The Duke of Cambridge looked momentarily uncomfortable as he swiftly corrected himself, saying “sorry I mean Japanese food”.
Prince William dropped the clanger on a tour of Japan House on London’s Kensington High Street on Thursday, taking in examples of the country’s finest art, design and gastronomy.
On the tour, accompanied by Japanese deputy prime minister Taro Aso, he met husband and wife design team Haruna Yamada and Hirokazu Kabayashi, who met at university.
Admitting Kate, Duchess of Cambridge, is more “arty and creative” than he is he told them they were “just like me and my wife”.
The duke also sipped sake rice wine in a morning toast, and tried some “delicious and amazing” salmon sashimi prepared specially by famed chef Akira Shimizu.
Prince William said: “”My wife and I love sushi.
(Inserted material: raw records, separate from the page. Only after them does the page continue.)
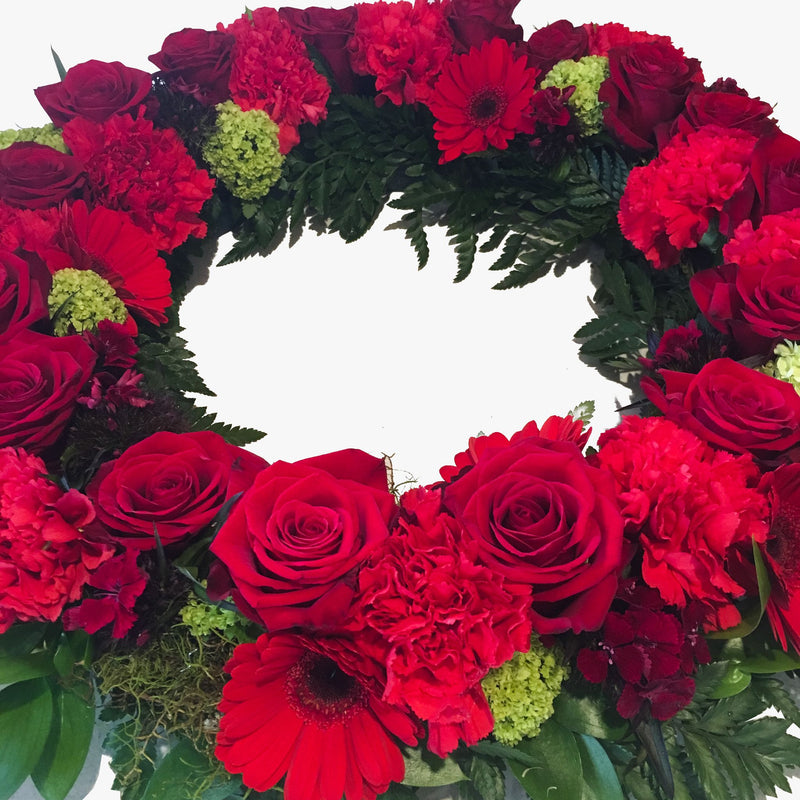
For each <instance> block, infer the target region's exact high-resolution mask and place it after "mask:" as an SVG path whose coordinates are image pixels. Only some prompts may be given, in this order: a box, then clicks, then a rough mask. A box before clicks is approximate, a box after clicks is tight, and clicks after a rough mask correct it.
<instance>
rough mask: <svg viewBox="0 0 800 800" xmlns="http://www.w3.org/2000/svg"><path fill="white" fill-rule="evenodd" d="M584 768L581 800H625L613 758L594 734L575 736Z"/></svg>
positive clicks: (581, 761) (580, 734) (582, 767)
mask: <svg viewBox="0 0 800 800" xmlns="http://www.w3.org/2000/svg"><path fill="white" fill-rule="evenodd" d="M575 741H576V742H577V744H578V751H579V752H580V755H581V767H582V768H583V794H582V795H581V800H624V798H623V796H622V787H621V786H620V783H619V778H618V777H617V773H616V772H615V770H614V765H613V764H612V763H611V759H610V758H609V757H608V754H607V753H606V751H605V750H604V749H603V747H602V745H601V744H600V742H598V741H597V739H595V738H594V737H593V736H584V735H583V734H578V735H577V736H576V737H575Z"/></svg>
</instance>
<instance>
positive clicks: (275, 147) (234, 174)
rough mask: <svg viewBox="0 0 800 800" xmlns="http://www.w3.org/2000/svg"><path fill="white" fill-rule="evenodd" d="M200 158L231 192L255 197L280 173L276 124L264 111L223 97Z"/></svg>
mask: <svg viewBox="0 0 800 800" xmlns="http://www.w3.org/2000/svg"><path fill="white" fill-rule="evenodd" d="M203 158H204V159H205V160H206V162H207V163H208V165H209V167H210V168H211V171H212V172H213V173H214V175H215V176H216V177H217V178H219V180H221V181H222V182H223V183H224V184H225V186H227V187H228V189H229V191H230V192H231V194H233V195H235V196H236V197H239V198H241V199H242V200H257V199H258V198H260V197H264V195H266V194H267V192H268V191H269V189H270V187H271V186H272V185H273V184H274V183H275V182H276V181H277V180H278V178H280V176H281V167H282V166H283V156H282V155H281V153H280V150H279V148H278V126H277V125H276V124H275V123H274V122H273V121H272V120H271V119H270V118H269V116H268V115H267V114H266V112H264V111H261V110H259V109H251V110H250V111H243V110H242V109H241V108H239V106H237V105H236V103H234V102H233V101H232V100H226V101H225V102H224V103H220V104H219V105H218V106H217V120H216V127H215V131H214V133H212V134H211V136H210V137H209V138H208V141H207V142H206V144H205V146H204V147H203Z"/></svg>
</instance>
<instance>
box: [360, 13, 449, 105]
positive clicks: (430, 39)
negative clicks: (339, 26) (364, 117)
mask: <svg viewBox="0 0 800 800" xmlns="http://www.w3.org/2000/svg"><path fill="white" fill-rule="evenodd" d="M356 8H357V9H358V19H357V20H356V27H355V31H354V33H353V38H352V39H351V40H350V45H349V48H350V58H351V63H352V65H353V69H354V70H355V72H356V73H357V74H359V75H373V76H375V88H376V89H377V90H378V101H379V102H385V101H386V100H390V101H391V102H392V103H394V104H395V105H396V106H399V105H403V104H412V103H416V102H422V103H426V102H427V101H428V99H429V98H430V96H431V92H432V90H433V85H434V83H435V82H436V79H437V78H438V77H439V73H440V72H441V70H442V67H443V66H444V63H445V61H446V60H447V59H448V58H449V57H450V56H451V55H452V53H453V32H452V31H451V29H450V26H449V25H448V24H447V17H446V6H445V4H444V3H443V2H441V0H433V1H432V2H428V0H415V2H414V3H413V5H412V3H410V2H407V0H399V2H395V3H386V2H383V0H378V2H375V3H360V4H358V5H357V6H356Z"/></svg>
We might have to come down here for lunch when there’s no-one else down.”
He joked: “Just as long as you don’t get people coming in and saying: ‘I’ll have a burger.”‘
William also saw a demonstration of the ancient craft of copper-beating, where objects like kettles are fashioned out of a single sheet of the metal.
Japan House aims to deepen understanding of the East Asian island nation as it prepares to host both the 2019 Rugby World Cup and the 2020 Tokyo Olympic and Paralympic Games.
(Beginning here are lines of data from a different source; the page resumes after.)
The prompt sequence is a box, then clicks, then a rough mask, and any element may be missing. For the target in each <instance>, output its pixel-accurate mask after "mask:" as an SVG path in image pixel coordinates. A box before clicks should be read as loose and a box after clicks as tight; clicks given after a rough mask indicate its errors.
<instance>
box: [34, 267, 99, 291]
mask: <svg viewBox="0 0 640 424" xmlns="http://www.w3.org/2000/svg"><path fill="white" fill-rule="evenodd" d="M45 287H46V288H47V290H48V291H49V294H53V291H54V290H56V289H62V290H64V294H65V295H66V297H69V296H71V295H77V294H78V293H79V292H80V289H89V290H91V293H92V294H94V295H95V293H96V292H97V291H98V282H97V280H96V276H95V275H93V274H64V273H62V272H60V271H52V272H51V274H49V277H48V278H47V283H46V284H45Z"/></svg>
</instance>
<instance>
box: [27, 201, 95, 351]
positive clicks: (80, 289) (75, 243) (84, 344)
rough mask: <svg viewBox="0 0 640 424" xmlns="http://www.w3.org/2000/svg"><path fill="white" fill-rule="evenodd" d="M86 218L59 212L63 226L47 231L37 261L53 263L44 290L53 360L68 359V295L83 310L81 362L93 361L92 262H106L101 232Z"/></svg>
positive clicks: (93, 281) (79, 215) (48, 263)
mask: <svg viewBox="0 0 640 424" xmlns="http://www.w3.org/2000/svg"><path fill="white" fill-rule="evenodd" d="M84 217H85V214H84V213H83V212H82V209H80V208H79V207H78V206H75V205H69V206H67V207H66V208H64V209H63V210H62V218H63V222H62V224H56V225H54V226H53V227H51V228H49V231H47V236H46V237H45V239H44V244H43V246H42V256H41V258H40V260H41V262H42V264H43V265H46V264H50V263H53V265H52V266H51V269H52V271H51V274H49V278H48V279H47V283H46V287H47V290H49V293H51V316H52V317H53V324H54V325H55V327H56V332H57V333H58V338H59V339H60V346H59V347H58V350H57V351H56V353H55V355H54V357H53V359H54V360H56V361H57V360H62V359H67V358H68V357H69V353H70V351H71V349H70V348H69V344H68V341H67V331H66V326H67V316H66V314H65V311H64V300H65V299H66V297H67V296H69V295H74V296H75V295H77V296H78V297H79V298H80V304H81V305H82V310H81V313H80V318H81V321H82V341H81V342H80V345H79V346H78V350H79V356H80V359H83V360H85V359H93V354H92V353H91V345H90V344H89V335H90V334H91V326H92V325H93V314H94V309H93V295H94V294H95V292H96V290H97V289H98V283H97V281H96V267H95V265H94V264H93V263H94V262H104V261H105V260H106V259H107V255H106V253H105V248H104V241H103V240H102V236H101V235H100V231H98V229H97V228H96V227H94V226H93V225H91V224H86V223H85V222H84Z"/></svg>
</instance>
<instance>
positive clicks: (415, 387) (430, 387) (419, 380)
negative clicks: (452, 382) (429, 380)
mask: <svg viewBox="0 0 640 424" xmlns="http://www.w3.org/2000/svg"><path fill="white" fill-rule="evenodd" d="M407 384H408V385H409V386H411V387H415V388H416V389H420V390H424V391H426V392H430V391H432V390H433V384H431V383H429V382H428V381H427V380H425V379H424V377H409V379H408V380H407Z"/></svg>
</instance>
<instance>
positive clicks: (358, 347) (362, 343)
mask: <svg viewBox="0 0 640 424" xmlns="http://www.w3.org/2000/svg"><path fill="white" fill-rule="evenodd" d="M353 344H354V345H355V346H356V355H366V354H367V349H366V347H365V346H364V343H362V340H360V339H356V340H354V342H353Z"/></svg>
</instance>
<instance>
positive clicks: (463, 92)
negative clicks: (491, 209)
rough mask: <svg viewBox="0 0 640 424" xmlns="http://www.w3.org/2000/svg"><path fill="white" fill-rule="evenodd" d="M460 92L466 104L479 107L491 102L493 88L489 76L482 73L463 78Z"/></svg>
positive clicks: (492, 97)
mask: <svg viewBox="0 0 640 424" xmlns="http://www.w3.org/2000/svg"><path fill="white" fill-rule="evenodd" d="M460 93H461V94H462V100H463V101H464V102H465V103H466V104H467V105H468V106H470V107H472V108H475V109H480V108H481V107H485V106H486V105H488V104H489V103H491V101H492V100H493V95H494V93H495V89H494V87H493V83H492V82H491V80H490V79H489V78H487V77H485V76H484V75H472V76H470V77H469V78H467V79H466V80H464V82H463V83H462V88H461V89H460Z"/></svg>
William said “holding a rugby ball always gets me excited”, and he noted that sport seems to reliably cut across cultures.
Mr Aso thanked William for his work on fighting the illegal wildlife trade in a speech, and said his presence at the opening “promises to enhance the magnetic power of this house”.
The duke said he hopes Japan can use its “expertise and experience” to influence its Asian neighbours to tackle the “abhorrent international crime”.
He also offered condolences over the series of deadly natural disasters which have hit Japan this summer.
William added that he had been “deeply honoured” to visit Japan three years ago where he saw the “wonderful blend of ancient and modern which so characterises your amazing country”.
He finished by unveiling a plaque and leading a traditional kanpai toast, where sake is enjoyed from a wooden cup called a masu.